The Metropolitan Police declined to identify anyone in their £460,000 investigation.

Gray’s interim report released in January said there were ‘failures of leadership and judgment’ that allowed rule-breaking gatherings to take place in No 10, which the full briefing is expected to expand on. .

The Prime Minister used Thursday’s announcement from the Metropolitan Police about the conclusion of its own inquiry to push through reforms to its operation amid repeated criticism of a culture in Downing Street that has allowed breaches of the Covid law to take place.

The Prime Minister’s attempt to restore order to Downing Street operations has seen the government announce changes which will ‘strengthen support for the Prime Minister and the Cabinet’.

According to officials, the current setup of No 10 and the Cabinet Office will be split into two separate groups.

The existing No 10 operation, alongside Cabinet Office teams supporting Johnson and his high table of ministers, will be placed in a group led by Samantha Jones, the No 10 permanent secretary who was brought in from the NHS in February.

A UK government spokesperson said: ‘As we reported earlier in the year, steps are being taken to further strengthen the functioning of No 10 and the Cabinet Office so that they are best placed to offer to the public now and in the future.

“Work to deliver these plans is ongoing.”

Northern Ireland minister Conor Burns, a close Johnson ally, said the prime minister would make a statement in the House of Commons after Gray released his report, but wanted to draw attention to priorities such as managing the cost of living crisis.

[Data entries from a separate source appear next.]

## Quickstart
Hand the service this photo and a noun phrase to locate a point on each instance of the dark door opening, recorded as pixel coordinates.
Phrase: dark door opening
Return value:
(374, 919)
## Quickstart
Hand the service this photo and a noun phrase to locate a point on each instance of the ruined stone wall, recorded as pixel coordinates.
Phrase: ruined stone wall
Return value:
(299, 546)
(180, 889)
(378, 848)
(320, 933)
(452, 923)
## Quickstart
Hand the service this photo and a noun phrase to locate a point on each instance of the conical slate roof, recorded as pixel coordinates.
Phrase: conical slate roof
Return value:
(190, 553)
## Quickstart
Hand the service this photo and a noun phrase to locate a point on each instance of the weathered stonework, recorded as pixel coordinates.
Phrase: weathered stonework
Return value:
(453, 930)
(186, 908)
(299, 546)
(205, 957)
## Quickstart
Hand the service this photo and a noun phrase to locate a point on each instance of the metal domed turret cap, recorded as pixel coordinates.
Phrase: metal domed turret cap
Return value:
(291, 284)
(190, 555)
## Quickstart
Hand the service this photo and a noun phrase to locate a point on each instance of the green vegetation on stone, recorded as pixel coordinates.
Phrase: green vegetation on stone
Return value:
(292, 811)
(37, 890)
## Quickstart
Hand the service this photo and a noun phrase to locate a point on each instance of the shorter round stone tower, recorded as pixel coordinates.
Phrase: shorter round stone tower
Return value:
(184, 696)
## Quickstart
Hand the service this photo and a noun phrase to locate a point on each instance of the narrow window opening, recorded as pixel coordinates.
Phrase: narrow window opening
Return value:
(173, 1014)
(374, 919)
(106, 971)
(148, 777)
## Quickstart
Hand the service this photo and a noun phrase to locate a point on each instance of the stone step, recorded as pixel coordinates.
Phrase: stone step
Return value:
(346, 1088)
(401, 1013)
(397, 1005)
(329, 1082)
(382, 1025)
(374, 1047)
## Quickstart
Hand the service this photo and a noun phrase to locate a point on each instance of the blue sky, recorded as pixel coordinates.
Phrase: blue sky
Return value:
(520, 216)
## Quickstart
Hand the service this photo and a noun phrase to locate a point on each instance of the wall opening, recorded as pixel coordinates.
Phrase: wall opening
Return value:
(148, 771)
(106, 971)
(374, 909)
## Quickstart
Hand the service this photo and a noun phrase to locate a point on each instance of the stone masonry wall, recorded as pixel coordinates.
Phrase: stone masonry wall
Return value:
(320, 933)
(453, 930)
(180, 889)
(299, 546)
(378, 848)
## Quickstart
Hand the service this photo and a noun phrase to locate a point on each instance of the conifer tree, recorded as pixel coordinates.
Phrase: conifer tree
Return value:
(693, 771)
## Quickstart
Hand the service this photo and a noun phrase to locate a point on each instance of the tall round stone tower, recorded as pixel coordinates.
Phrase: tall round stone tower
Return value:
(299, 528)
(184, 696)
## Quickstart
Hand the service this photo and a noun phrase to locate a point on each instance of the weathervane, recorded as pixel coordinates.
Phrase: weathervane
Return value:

Scotland Yard said it issued 126 Fixed Penalty Notices (FPNs) to 83 people who attended events in Downing Street and across Whitehall on eight separate days.

The investigation saw a team of 12 detectives examine 345 documents, including emails, door logs, diary entries, witness statements and 204 questionnaires.

They also reviewed 510 photographs and CCTV footage.

Officers spared Johnson a second fine, with a report in The Mirror suggesting the Conservative Party leader was told he had only been investigated for two events when he said having attended at least six of the rallies surveyed.

The newspaper said police focused on events where there was photographic evidence of his attendance, namely the birthday party for which he was fined and a separate so-called ‘Abba’ party. at his Downing Street flat on November 13, 2020, the night his former de facto chief of staff Dominic Cummings resigned.

The Met said it would not comment when the suggestion was brought to them by the AP.

According to the Mirror, Johnson’s wife Carrie told police the gathering at the flat with political aid friends was a strategic meeting, while the Prime Minister claimed he was interviewing the one of his wife’s friends, a government adviser, for a new job.

READ MORE: Protocol wrangles ‘make the UK look like a flaky country whose word cannot be trusted

Johnson and Chancellor Rishi Sunak were fined during the police investigation for attending the Prime Minister’s Cabinet Room anniversary celebrations.

But Johnson’s wife was reportedly told by police that she would face no further action, while Sunak received no further fines.

Cabinet Secretary Simon Case completely avoided being slapped with an FPN.

Former Tory leader Sir Iain Duncan Smith said Johnson ‘lost control of what was happening in Downing Street’ during the pandemic after a ‘lot of civil servants’ were ‘caught up’ in the Met investigation .

He told BBC Radio 4’s PM programme: ‘They blurred the line very distinctly on what worked and what didn’t, and they shouldn’t have done it and they were fined, a big many of them, and that is absolutely true.”